Folha - Numa situação extrema, você salvaria uma pessoa ou faria a foto dela morrendo?
Nachtwey -
Se eu tivesse que escolher entre salvar uma pessoa ou fazer uma grande foto, eu optaria pelo ser humano. Não conheço nenhum fotógrafo que não fizesse essa escolha, não conheço ninguém que virasse as costas para uma vida. Há uma grande polêmica em torno desse tipo de trabalho que retrata soldados e povos famintos. Se houver alguém para salvar uma pessoa, então eu me concentro no trabalho. Mas se você for a única chance de sobrevivência de alguém, não há escolha, já salvei pessoas no Haiti, na Somália levei, de carro, muita gente ferida até os campos humanitários.

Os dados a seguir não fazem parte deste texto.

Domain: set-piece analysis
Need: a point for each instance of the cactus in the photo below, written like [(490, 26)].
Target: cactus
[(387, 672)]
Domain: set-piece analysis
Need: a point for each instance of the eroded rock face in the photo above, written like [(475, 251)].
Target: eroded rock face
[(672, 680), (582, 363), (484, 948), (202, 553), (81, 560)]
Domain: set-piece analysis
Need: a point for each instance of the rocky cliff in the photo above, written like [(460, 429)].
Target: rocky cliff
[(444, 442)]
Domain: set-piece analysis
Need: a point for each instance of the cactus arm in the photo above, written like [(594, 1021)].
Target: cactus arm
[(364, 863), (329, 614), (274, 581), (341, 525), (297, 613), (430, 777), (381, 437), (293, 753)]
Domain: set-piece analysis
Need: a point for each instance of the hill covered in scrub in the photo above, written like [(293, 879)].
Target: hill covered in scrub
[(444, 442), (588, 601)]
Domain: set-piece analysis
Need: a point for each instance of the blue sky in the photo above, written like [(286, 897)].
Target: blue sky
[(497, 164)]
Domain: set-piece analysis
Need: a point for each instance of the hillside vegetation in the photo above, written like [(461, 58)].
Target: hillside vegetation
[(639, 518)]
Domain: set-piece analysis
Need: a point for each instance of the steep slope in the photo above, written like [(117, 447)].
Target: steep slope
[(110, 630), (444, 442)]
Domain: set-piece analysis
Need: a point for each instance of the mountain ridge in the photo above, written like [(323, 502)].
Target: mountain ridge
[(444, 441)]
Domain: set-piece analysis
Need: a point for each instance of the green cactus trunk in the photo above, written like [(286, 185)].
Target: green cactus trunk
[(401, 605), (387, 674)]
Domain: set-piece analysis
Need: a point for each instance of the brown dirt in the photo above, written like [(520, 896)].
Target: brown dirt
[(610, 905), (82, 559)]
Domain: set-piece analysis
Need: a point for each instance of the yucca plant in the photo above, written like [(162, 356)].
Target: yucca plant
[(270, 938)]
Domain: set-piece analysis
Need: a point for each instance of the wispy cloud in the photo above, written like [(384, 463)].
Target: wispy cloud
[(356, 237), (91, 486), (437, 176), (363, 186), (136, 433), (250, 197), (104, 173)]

Folha - Você já achou que fosse morrer?
Nachtwey -
Várias vezes me encontrei em situações em que não havia razão para sobreviver e por pura sorte não morri. Muitas vezes pensei que não fosse voltar para casa. É um pensamento natural que vem à cabeça da gente.
Folha - Você é casado?
Nachtwey -
Não, talvez por essa razão. Não me sinto preparado.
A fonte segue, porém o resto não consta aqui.